The client will connect to the server and execute the steps of the protocol
sequentially. At the end of the protocol, the client will output the
Intersection Size (the number of identifiers in common) and the Intersection Sum
(the sum of associated values). If the protocol was successful, both the server
and client will shut down.

## Caveats

Several caveats should be carefully considered before using Private Join and
Compute.

### Security Model

Our protocol has security against honest-but-curious adversaries. This means
that as long as both participants follow the protocol honestly, neither will
learn more than the size of the intersection and the intersection-sum. However,
if a participant deviates from the protocol, it is possible they could learn
more than the prescribed information. For example, they could learn the specific
identifiers in the intersection. If the underlying data is sensitive, we
recommend performing a careful risk analysis before using Private Join and
Compute, to ensure that neither party has an incentive to deviate from the
protocol. The protocol can also be supplemented with external enforcement such
as code audits to ensure that no party deviates from the protocol.

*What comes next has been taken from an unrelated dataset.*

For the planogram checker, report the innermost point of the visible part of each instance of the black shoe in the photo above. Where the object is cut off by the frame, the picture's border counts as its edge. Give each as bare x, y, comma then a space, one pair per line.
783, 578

### Maliciously Chosen Inputs

We note that our protocol does not authenticate that parties use "real" input,
nor does it prevent them from arbitrarily changing their input. We suggest
careful analysis of whether any party has an incentive to lie about their
inputs. This risk can also be mitigated by external enforcement such as code
audits.

### Leakage from the Intersection-Sum.

While the Private Join and Compute functionality is supposed to reveal only the
intersection-size and intersection-sum, it is possible that the intersection-sum
itself could reveal something about which identifiers were in common.

For example, if an identifier has a very unique associated integer values, then
it may be easy to detect if that identifier was in the intersection simply by
looking at the intersection-sum. One way this could happen is if one of the
identifiers has a very large associated value compared to all other identifiers.
In that case, if the intersection-sum is large, one could reasonably infer that
that identifier was in the intersection. To mitigate this, we suggest scrubbing
inputs to remove identifiers with "outlier" values.

Another way that the intersection-sum may leak which identifiers are in the
intersection is if the intersection is too small. This could make it easier to
guess which combination of identifiers could be in the intersection in order to
yield a particular intersection-sum. To mitigate this, one could abort the
protocol if the intersection-size is below a certain threshold, or to add noise
to the output of the protocol.

(Note that these mitigations are not currently implemented in this open-source
library.)

## Disclaimers

This is not an officially supported Google product. The software is provided
as-is without any guarantees or warranties, express or implied.
chromium/third_party/private-join-and-compute/README.md